Turns out, though, that when the talking heads and government agencies tot up the "damage" caused by the sixteen day 2013 shutdown, they figure it cost the economy around $21 billion. Sounds terrible right?  In describing the impact, however, they mention casually (hoping you don't notice) that during the shutdown, the government didn't spend 10 billion dollars a week. Let's see. Let me add that up in my head. That works out to a little over 1.42 billion per day. Multiply by 16 days and you get around 22.8 billion dollars the government didn't spend. That's a bit more than 21 billion in taxpayer dollars that the government was unable to spend during the shutdown (you can't keep them from spending altogether so they did manage to apparently spend at least 1.8 billion dollars somehow.

And when it was all said and done,  in 2013, right after the terrible 16 day government shutdown in October, the world went on spending and doing business quite well on its own. Some might argue that the economy bounced back nicely, perhaps with even more vigor from having had the government monkey off their back for 16 days.The CNBC (decidedly not a conservative media outlet) led it's 2013  annual year-end report with this headline:

Wall Street closes 2013 at records;
Best year in 16 for Standard and Poor, 18 for Dow


 I think someone on Wall Street should have sent thank you cards to Ted Cruz, Mike Lee, Michelle Bachman, Louis Gohmert, Marsha Blackburn and the rest of those terrible Tea Party people.  What do you want to bet that they didn't? So Ronald Reagan seems to have been correct when he told Johnny Carson we could send the government away for 3 weeks and not notice. Of course you don't shut down the essential stuff like the military and the air traffic controllers and such. You only send off the "nonessential" personnel.

Listen to that again. You only send off the "nonessential" personnel and shut down nonessential services during a government shutdown. Apparently those "nonessential" personnel are costing you and me 10 billion dollars a week. Does it occur to anyone else that we might could find a few things to trim from our budget since they are already neatly categorized into the "nonessential" category.

I'm living on a fixed budget, with bad knees and a disabled family member to care for. My personal budget is pretty much limited to essentials these days. I understand about making do without some nonessentials and getting creative with my spending. Shouldn't our government be at least a little more careful about nonessential spending? Doing so doesn't seem to harm our robust, still semi-free market economy. I think we might be able to adapt to a little frugality. We could start by putting the savings back into social security from which the Congress has been stealing for years.

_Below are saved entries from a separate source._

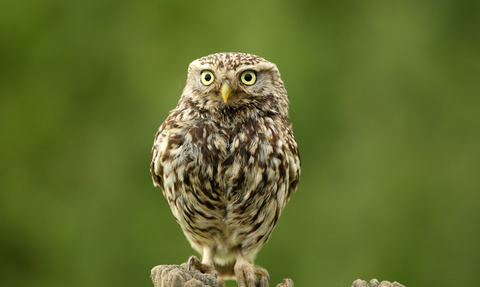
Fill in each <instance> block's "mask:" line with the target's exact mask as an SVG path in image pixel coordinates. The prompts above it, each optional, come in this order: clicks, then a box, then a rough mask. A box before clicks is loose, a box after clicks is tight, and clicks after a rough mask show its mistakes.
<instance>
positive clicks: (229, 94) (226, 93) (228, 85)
mask: <svg viewBox="0 0 480 287" xmlns="http://www.w3.org/2000/svg"><path fill="white" fill-rule="evenodd" d="M232 92H233V89H232V88H231V87H230V85H229V84H228V83H227V82H224V83H223V85H222V88H220V94H221V95H222V98H223V101H224V102H225V103H226V102H227V100H228V96H230V94H231V93H232Z"/></svg>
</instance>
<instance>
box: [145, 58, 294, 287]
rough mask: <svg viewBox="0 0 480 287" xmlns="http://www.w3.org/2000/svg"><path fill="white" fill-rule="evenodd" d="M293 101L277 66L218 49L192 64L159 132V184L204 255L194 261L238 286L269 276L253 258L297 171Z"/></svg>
mask: <svg viewBox="0 0 480 287" xmlns="http://www.w3.org/2000/svg"><path fill="white" fill-rule="evenodd" d="M288 104H289V101H288V96H287V92H286V90H285V87H284V85H283V82H282V80H281V78H280V73H279V71H278V69H277V67H276V66H275V64H273V63H270V62H268V61H266V60H265V59H263V58H260V57H258V56H255V55H250V54H242V53H218V54H213V55H209V56H206V57H203V58H200V59H198V60H195V61H193V62H192V63H191V64H190V66H189V68H188V79H187V84H186V86H185V89H184V90H183V94H182V96H181V98H180V101H179V102H178V105H177V107H176V108H175V109H174V110H172V111H171V112H170V115H169V116H168V118H167V119H166V120H165V122H164V123H163V124H162V125H161V126H160V128H159V130H158V132H157V134H156V136H155V141H154V145H153V148H152V162H151V165H150V169H151V172H152V177H153V181H154V184H155V185H156V186H160V187H161V188H162V190H163V195H164V196H165V198H166V199H167V200H168V203H169V205H170V208H171V209H172V212H173V215H174V216H175V219H176V220H177V222H178V223H179V224H180V226H181V228H182V230H183V232H184V233H185V236H186V237H187V239H188V241H189V242H190V243H191V245H192V247H193V248H194V249H195V250H197V251H198V252H199V253H201V254H202V256H203V260H202V263H200V262H197V260H196V258H193V259H192V260H191V261H190V264H193V266H197V267H198V268H199V269H203V271H206V272H214V273H215V272H219V273H220V276H221V277H222V276H223V277H224V278H226V277H228V276H229V275H233V274H232V273H235V276H236V278H237V281H238V284H239V286H250V285H251V284H253V283H252V281H255V280H256V279H255V278H256V277H255V275H260V276H261V277H263V278H267V277H268V273H267V272H266V270H265V269H262V268H255V267H253V260H254V258H255V255H256V253H257V252H258V251H259V250H260V249H261V247H262V246H263V244H264V243H265V242H266V241H267V240H268V238H269V237H270V235H271V233H272V231H273V229H274V227H275V225H276V224H277V221H278V219H279V217H280V215H281V213H282V210H283V208H284V207H285V204H286V203H287V202H288V200H289V198H290V194H291V192H292V191H295V190H296V188H297V183H298V180H299V177H300V158H299V154H298V149H297V144H296V142H295V138H294V136H293V132H292V129H291V125H290V124H289V123H288V122H287V118H288ZM213 268H214V269H215V270H216V271H215V270H214V269H213ZM264 281H265V280H264ZM267 281H268V280H267Z"/></svg>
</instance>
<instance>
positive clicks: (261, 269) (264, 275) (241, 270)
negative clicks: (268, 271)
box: [234, 258, 270, 287]
mask: <svg viewBox="0 0 480 287" xmlns="http://www.w3.org/2000/svg"><path fill="white" fill-rule="evenodd" d="M234 270H235V276H236V277H237V284H238V287H268V283H269V282H270V275H268V272H267V270H266V269H264V268H260V267H255V266H253V264H251V263H249V262H247V261H246V260H245V259H243V258H241V259H240V260H239V258H237V263H235V267H234ZM257 275H258V276H260V278H257Z"/></svg>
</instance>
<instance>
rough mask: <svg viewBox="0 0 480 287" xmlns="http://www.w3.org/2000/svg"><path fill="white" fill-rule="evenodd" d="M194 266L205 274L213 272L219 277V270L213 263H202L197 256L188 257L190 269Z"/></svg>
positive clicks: (192, 267)
mask: <svg viewBox="0 0 480 287" xmlns="http://www.w3.org/2000/svg"><path fill="white" fill-rule="evenodd" d="M192 268H193V269H195V270H198V271H200V272H202V273H204V274H212V275H213V276H215V278H218V272H217V271H216V270H215V268H214V267H213V263H211V264H209V263H202V262H200V260H198V258H197V257H196V256H191V257H190V258H189V259H188V270H191V269H192Z"/></svg>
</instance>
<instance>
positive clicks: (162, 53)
mask: <svg viewBox="0 0 480 287" xmlns="http://www.w3.org/2000/svg"><path fill="white" fill-rule="evenodd" d="M225 51H236V52H248V53H252V54H257V55H260V56H262V57H264V58H266V59H268V60H270V61H272V62H274V63H276V64H277V66H278V68H279V69H280V71H281V73H282V77H283V80H284V82H285V85H286V88H287V90H288V92H289V96H290V101H291V117H290V120H291V122H292V123H293V128H294V132H295V134H296V137H297V141H298V144H299V147H300V152H301V156H302V164H303V175H302V178H301V181H300V185H299V189H298V191H297V193H296V194H295V195H293V197H292V200H291V201H290V203H289V204H288V205H287V208H286V209H285V212H284V213H283V215H282V218H281V220H280V221H279V224H278V226H277V228H276V230H275V232H274V233H273V236H272V237H271V240H270V242H269V243H268V244H267V245H266V246H265V247H264V248H263V249H262V251H261V252H260V253H259V256H258V258H257V261H256V263H257V264H259V265H261V266H263V267H265V268H267V269H268V271H269V272H270V275H271V278H272V281H271V283H272V285H275V284H277V283H279V282H280V281H281V279H282V278H288V277H289V278H293V280H294V281H295V283H296V285H298V286H350V285H351V282H352V281H353V280H355V279H357V278H362V279H367V280H369V279H371V278H378V279H379V280H390V281H394V280H396V281H399V282H401V283H403V284H405V285H406V286H473V285H478V282H479V281H480V272H479V270H480V2H479V1H353V2H352V1H351V2H348V3H347V2H343V1H336V2H333V1H325V2H324V1H178V2H174V1H166V2H165V1H143V0H141V1H118V0H117V1H112V0H101V1H98V0H95V1H94V0H84V1H58V0H55V1H54V0H50V1H47V0H46V1H9V0H5V1H0V190H1V191H0V286H153V285H152V284H151V281H150V279H149V275H150V269H151V268H152V267H153V266H155V265H158V264H180V263H182V262H185V261H186V260H187V259H188V257H189V256H190V255H192V254H193V253H194V251H193V250H192V249H191V248H190V246H189V244H188V242H187V240H186V239H185V237H184V235H183V233H182V232H181V230H180V227H179V226H177V224H176V222H175V220H174V218H173V216H172V215H171V212H170V210H169V207H168V205H167V203H166V200H165V199H164V198H163V196H162V194H161V190H160V189H159V188H154V187H153V185H152V182H151V178H150V174H149V160H150V148H151V145H152V142H153V137H154V134H155V132H156V130H157V128H158V126H159V125H160V124H161V123H162V122H163V120H164V119H165V118H166V116H167V114H168V112H169V110H171V109H173V108H174V107H175V105H176V103H177V101H178V98H179V96H180V94H181V91H182V89H183V85H184V83H185V80H186V71H187V67H188V64H189V63H190V62H191V61H192V60H194V59H197V58H199V57H202V56H205V55H208V54H211V53H215V52H225ZM228 286H236V283H235V282H228Z"/></svg>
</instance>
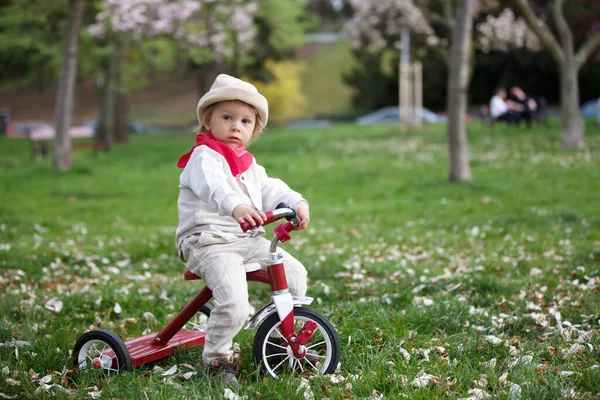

This election cycle we have two candidates for "Dear Leader" lined up, both of whom are very fond of spending ?other people's money" - Clinton the taxpayer's money and Trump* his suckers, uh, investors money.  Hopefully people will at least vote for down ballot conservatives like the Cruz and the rest that I mentioned above. A solid conservative block in Congress would at least have the power to shut the government down, if only for two or three weeks.

I'm with Reagan. Let's send the government on a mandatory three week vacation once in a while, if only to remind some of them that they are, after all, nonessential!

Just sayin'


© 2016 by Tom King

* And before you Trumpians jump on me, you should read Trump's books - especially the part about using other people's money. Trump dearly loves making other people pay for his projects. He used 160 million dollars of George Soros' money to build Trump Towers in Chicago when he ran out of other other people's money.